On the Hook

March 12, 2013

The over-arching theme of interscholastic athletic administration today is the health and safety of our student participants.  It’s always our most important concern but now, by both self-serving and serious advocates, it’s being made a political football – actually more like a soccer ball being kicked back and forth and back again, resulting in about as much chance of scoring any positive goals as a World Cup soccer game will have in scoring any goals at all.

We are daily being distracted, and taken off our tasks, by symbolic more than substantive proposals to require this, that or the other thing to protect children from the risk of injury – regardless of grassroots input and without regard to grassroots resources.  Zealous advocates for child safety wish to protect children from any risk of physical exertion, while in the next breath they complain of youth inactivity and obesity.  And those who are trying to increase participation AND the quality of that experience – that’s us – become the targets of criticism.  Often, those who have never done anything, blame those who have done a lot, for not doing enough.

Our frustration is flowing from the health and safety “idea du jour” to which we must respond, knowing that every time we fail to gush over some legislator’s or advocate’s notion, we invite the characterization that we are uncaring, lazy or arrogant, or all of the above.  What we are doing is protecting schools from ubiquitous, onerous mandates which no one else in the school community is taking notice of because, appropriately, they are focused on the impossible task of providing an ever-expanding list of required services to an ever-increasing percentage of school-aged children with an ever-increasing list of problems, with the expectation that all of them will perform at ever-improving levels of achievement.

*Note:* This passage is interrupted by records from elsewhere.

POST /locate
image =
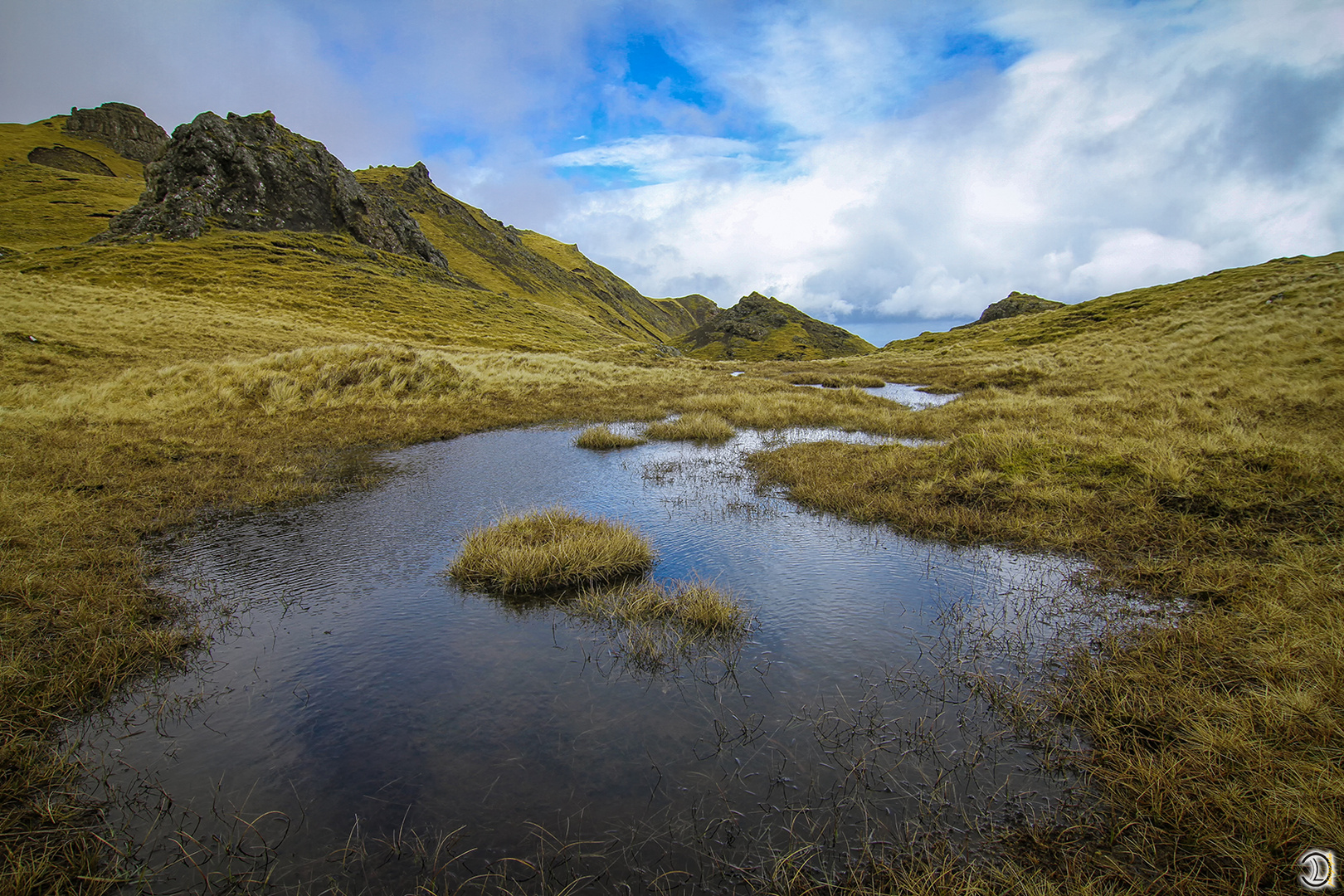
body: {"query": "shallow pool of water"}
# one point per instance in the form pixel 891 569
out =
pixel 912 397
pixel 351 689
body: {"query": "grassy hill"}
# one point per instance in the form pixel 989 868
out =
pixel 507 288
pixel 1183 438
pixel 763 329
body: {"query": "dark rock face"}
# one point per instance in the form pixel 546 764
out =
pixel 121 127
pixel 1014 305
pixel 247 173
pixel 67 158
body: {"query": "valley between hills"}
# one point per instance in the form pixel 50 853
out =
pixel 205 327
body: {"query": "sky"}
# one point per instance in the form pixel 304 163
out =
pixel 889 165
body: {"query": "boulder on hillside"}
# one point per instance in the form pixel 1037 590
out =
pixel 1014 305
pixel 123 127
pixel 247 173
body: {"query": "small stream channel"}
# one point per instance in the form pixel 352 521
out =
pixel 353 694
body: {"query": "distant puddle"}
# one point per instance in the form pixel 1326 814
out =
pixel 902 394
pixel 353 692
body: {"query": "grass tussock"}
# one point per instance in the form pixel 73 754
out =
pixel 1185 437
pixel 693 427
pixel 550 550
pixel 696 607
pixel 839 381
pixel 601 438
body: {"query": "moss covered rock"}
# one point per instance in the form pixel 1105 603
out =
pixel 249 173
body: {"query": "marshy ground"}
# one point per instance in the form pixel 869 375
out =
pixel 1185 440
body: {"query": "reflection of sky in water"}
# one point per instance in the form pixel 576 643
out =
pixel 902 394
pixel 357 681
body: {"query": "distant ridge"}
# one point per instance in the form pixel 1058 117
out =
pixel 514 261
pixel 230 192
pixel 762 328
pixel 1012 305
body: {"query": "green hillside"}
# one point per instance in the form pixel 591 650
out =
pixel 504 288
pixel 1181 438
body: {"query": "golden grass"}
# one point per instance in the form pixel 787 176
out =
pixel 698 607
pixel 838 381
pixel 693 427
pixel 1186 438
pixel 548 550
pixel 601 438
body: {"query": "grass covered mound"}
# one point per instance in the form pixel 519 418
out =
pixel 601 438
pixel 693 427
pixel 698 607
pixel 839 381
pixel 550 550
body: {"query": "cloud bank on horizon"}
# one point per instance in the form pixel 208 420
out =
pixel 891 167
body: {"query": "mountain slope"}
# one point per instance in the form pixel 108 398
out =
pixel 765 329
pixel 329 246
pixel 522 262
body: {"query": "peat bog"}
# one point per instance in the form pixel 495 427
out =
pixel 355 703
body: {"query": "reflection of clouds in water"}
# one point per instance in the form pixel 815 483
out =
pixel 908 395
pixel 362 684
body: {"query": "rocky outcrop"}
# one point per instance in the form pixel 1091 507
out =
pixel 124 128
pixel 67 158
pixel 763 328
pixel 1014 305
pixel 249 173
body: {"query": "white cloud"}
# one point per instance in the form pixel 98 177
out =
pixel 845 163
pixel 661 158
pixel 1098 163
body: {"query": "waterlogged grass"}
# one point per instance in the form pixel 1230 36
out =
pixel 1186 438
pixel 601 438
pixel 838 381
pixel 693 427
pixel 696 607
pixel 550 550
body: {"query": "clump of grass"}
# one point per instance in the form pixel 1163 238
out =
pixel 601 438
pixel 550 550
pixel 699 607
pixel 839 381
pixel 693 427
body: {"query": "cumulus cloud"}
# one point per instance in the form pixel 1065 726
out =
pixel 875 163
pixel 1124 148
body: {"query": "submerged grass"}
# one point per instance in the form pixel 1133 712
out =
pixel 550 550
pixel 698 607
pixel 1185 438
pixel 693 427
pixel 838 381
pixel 601 438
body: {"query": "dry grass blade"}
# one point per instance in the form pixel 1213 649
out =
pixel 550 550
pixel 693 427
pixel 698 607
pixel 601 438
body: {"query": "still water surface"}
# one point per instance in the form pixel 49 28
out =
pixel 350 684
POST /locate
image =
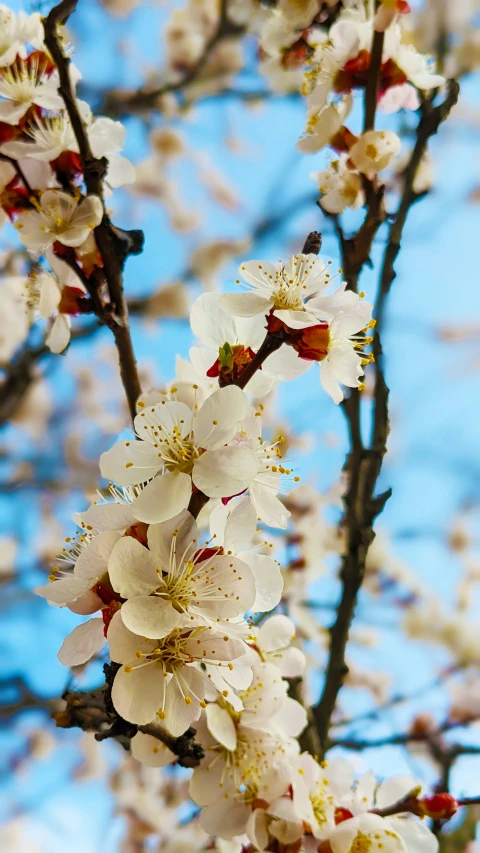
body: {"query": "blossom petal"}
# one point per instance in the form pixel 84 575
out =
pixel 225 819
pixel 240 526
pixel 225 472
pixel 150 616
pixel 58 337
pixel 123 644
pixel 416 836
pixel 150 751
pixel 269 508
pixel 167 415
pixel 245 304
pixel 103 517
pixel 268 581
pixel 132 569
pixel 93 559
pixel 394 789
pixel 276 633
pixel 130 462
pixel 62 591
pixel 137 694
pixel 163 498
pixel 217 421
pixel 221 726
pixel 180 714
pixel 82 643
pixel 184 527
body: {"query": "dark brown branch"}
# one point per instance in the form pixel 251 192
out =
pixel 114 245
pixel 19 171
pixel 371 92
pixel 93 711
pixel 363 464
pixel 20 374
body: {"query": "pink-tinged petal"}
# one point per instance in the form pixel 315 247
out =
pixel 150 751
pixel 268 581
pixel 225 472
pixel 132 568
pixel 218 419
pixel 82 643
pixel 130 462
pixel 245 304
pixel 138 693
pixel 150 616
pixel 123 644
pixel 167 415
pixel 163 498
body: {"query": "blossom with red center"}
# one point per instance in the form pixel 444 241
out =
pixel 440 806
pixel 230 363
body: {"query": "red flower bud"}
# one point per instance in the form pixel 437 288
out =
pixel 438 806
pixel 71 301
pixel 342 814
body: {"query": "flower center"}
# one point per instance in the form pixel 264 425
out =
pixel 361 843
pixel 179 454
pixel 320 802
pixel 180 590
pixel 170 651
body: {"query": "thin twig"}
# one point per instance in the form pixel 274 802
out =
pixel 113 244
pixel 363 464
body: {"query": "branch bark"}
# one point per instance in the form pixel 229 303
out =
pixel 113 244
pixel 363 464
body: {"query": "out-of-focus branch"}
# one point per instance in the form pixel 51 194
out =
pixel 25 697
pixel 120 103
pixel 114 245
pixel 93 711
pixel 18 377
pixel 371 93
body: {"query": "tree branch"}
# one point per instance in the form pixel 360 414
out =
pixel 363 464
pixel 114 245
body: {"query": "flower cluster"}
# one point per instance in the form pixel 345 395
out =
pixel 335 59
pixel 41 175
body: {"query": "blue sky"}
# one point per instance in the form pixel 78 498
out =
pixel 434 463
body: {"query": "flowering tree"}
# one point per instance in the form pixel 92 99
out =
pixel 197 564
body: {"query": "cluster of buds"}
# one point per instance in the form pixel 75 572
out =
pixel 41 177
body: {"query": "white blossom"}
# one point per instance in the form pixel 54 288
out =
pixel 183 446
pixel 59 217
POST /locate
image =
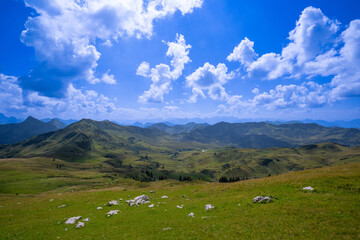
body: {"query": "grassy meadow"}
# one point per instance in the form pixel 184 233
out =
pixel 329 212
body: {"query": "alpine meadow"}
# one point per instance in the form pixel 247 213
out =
pixel 179 119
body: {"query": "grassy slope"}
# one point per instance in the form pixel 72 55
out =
pixel 329 213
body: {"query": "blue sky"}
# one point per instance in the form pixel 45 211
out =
pixel 164 59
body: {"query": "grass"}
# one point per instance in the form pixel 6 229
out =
pixel 330 212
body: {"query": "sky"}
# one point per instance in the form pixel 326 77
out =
pixel 134 60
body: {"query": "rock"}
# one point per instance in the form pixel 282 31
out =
pixel 113 202
pixel 72 220
pixel 80 225
pixel 308 188
pixel 208 207
pixel 261 199
pixel 139 200
pixel 112 212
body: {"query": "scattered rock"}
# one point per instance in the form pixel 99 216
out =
pixel 208 207
pixel 112 212
pixel 261 199
pixel 139 200
pixel 308 188
pixel 80 225
pixel 113 202
pixel 72 220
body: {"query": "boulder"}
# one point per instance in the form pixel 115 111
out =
pixel 80 225
pixel 208 207
pixel 72 220
pixel 139 200
pixel 308 188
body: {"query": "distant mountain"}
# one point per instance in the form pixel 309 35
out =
pixel 178 129
pixel 7 120
pixel 66 122
pixel 265 135
pixel 88 139
pixel 17 132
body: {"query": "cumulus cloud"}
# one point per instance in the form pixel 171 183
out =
pixel 162 75
pixel 211 79
pixel 315 48
pixel 108 78
pixel 63 35
pixel 243 53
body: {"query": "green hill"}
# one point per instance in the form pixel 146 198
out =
pixel 328 212
pixel 17 132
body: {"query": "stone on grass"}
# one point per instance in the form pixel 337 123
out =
pixel 112 212
pixel 261 199
pixel 72 220
pixel 113 202
pixel 308 188
pixel 208 207
pixel 80 225
pixel 139 200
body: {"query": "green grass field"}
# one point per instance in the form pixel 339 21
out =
pixel 330 212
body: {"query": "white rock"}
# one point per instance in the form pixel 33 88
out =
pixel 308 188
pixel 80 225
pixel 208 207
pixel 113 202
pixel 72 220
pixel 112 212
pixel 261 199
pixel 139 200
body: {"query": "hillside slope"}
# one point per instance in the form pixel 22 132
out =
pixel 17 132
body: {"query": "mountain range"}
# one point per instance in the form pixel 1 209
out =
pixel 17 132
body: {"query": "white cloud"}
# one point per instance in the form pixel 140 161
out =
pixel 108 78
pixel 243 53
pixel 210 79
pixel 162 76
pixel 63 34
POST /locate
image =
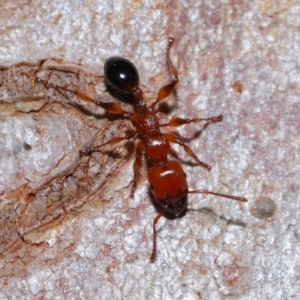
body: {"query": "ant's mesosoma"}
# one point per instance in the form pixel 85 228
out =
pixel 166 177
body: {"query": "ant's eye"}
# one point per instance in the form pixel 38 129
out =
pixel 121 74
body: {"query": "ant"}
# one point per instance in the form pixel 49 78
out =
pixel 166 177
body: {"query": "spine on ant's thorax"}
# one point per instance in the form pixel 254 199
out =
pixel 157 148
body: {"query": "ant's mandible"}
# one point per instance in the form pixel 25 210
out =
pixel 166 177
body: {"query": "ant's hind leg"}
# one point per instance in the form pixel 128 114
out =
pixel 176 122
pixel 174 139
pixel 166 90
pixel 136 166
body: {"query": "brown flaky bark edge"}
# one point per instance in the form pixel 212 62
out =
pixel 69 185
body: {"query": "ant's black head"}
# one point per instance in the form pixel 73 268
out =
pixel 121 74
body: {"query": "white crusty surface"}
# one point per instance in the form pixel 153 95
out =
pixel 219 250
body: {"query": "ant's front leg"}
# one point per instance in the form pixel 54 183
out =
pixel 136 166
pixel 166 90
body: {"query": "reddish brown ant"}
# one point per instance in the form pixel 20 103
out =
pixel 166 177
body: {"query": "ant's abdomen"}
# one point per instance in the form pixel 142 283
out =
pixel 168 182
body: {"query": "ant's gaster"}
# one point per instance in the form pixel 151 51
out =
pixel 166 177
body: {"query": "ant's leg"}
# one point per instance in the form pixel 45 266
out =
pixel 156 219
pixel 90 150
pixel 166 90
pixel 175 121
pixel 109 107
pixel 174 139
pixel 136 166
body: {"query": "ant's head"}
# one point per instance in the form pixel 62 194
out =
pixel 169 186
pixel 121 74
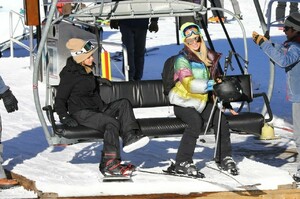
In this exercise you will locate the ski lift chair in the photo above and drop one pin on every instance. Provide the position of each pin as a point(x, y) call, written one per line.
point(238, 88)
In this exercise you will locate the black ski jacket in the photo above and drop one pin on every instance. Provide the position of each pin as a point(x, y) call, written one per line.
point(77, 90)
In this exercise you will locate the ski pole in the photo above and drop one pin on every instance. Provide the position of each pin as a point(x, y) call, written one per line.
point(218, 131)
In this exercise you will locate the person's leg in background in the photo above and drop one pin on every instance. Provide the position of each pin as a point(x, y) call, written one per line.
point(280, 12)
point(296, 135)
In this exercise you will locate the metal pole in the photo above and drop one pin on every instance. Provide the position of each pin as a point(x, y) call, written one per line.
point(31, 46)
point(36, 72)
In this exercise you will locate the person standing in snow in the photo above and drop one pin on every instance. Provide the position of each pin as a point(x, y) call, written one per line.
point(11, 105)
point(134, 32)
point(193, 71)
point(78, 102)
point(287, 56)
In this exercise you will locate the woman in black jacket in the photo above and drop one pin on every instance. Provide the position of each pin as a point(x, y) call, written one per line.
point(78, 102)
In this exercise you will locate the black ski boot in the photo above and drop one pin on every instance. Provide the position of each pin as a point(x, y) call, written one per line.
point(229, 165)
point(296, 176)
point(186, 168)
point(111, 165)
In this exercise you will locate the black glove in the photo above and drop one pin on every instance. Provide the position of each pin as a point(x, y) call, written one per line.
point(69, 121)
point(258, 39)
point(10, 101)
point(104, 81)
point(153, 27)
point(114, 24)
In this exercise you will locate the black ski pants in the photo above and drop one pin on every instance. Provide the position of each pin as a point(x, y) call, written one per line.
point(134, 38)
point(195, 122)
point(116, 119)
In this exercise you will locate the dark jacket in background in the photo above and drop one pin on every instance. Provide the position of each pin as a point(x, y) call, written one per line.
point(77, 90)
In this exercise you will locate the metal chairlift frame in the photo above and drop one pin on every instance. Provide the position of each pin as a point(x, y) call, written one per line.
point(185, 9)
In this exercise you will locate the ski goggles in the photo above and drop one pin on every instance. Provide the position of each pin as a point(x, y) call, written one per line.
point(188, 31)
point(88, 46)
point(286, 28)
point(190, 41)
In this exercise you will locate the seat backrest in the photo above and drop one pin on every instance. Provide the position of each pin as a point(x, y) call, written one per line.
point(145, 93)
point(245, 82)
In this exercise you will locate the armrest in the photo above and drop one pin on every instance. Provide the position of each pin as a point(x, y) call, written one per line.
point(49, 111)
point(267, 103)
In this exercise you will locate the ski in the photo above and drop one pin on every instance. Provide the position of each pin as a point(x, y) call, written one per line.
point(226, 173)
point(165, 172)
point(114, 178)
point(118, 56)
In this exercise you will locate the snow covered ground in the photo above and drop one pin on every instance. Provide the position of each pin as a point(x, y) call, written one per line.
point(73, 170)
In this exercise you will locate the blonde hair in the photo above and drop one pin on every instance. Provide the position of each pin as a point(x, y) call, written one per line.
point(202, 53)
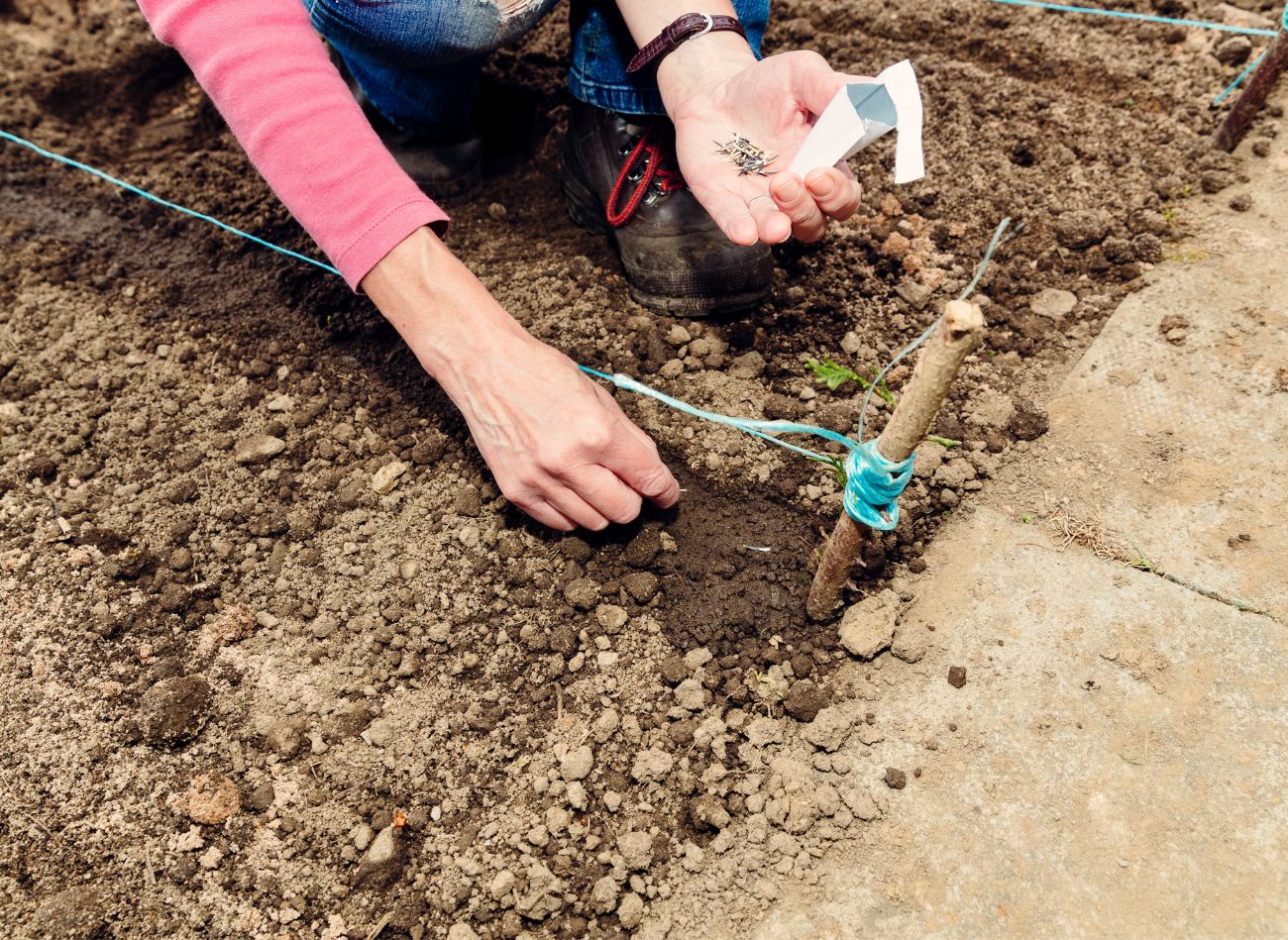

But even with all these disclaimers, I can’t let us off the hook.  There are some things we can do and must do to better meet our highest calling in educational athletics which, if we’ve lost sight of it in the confusing clutter of challenges, is not only to do no harm physically to students but also to help instill in them healthy habits for the rest of their lives. Consistent with this high calling, we have obligations to do some critically important things – sometimes in spite of outside interference and sometimes beyond that interference – and do so without delay.  It is about those things that I have been commenting most these past few months, and will continue to address.

Long-Term Effects?

November 4, 2014

A recent report of NBC News has raised concern for the possibility that prolonged exposure to one of the latest versions of artificial turf might contribute to the chances that a person will contract some forms of cancer. This came as cruel irony to many who have raised funds for and installed the latest facilities that were intended to be much healthier both for participants and our environment.

It is reported that the millions of old tires that have been diverted from landfills and then ground up and spread to soften artificial playing surfaces may release elements that contribute to disease for those who spend enough time on those surfaces. Touted to be softer and protect participants from joint injuries and concussions, and advertised to promote a healthier environment by recycling old tires and avoiding the need to constantly fertilize and water natural grass fields, it’s now being suggested that this artificial product may be the less healthy alternative for participants and the environment.

As of this writing, the health benefits of current generation artificial turf are well documented, while the health risks are unproven – there is anecdotal evidence, for example, that soccer goalies who have spent many hours per week for many years diving and rolling on the new turf may have ingested unhealthy levels of the tiny black rubber pellets that give the artificial turf its soft “natural” feel.

Nevertheless, this situation is a humbling reminder of how difficult it is to assess all of the unintended consequences in the future of our actions in the present. How might a product that solves many obvious problems be anticipated to have a link to a hidden illness many years later? How might a person who plays a single sport many hours each day all year long anticipate the overuse injuries or other illnesses that such an obsession or devotion might cause?

The questions being raised about the long-term effects of long-term interaction with today’s artificial turf remind us once again to seek moderation in how much we do of any one thing and to seek humility when we think we’ve accomplished something. One seldom can be certain of what is good for us and what is not; and sometimes even the long view of things is not long enough to know.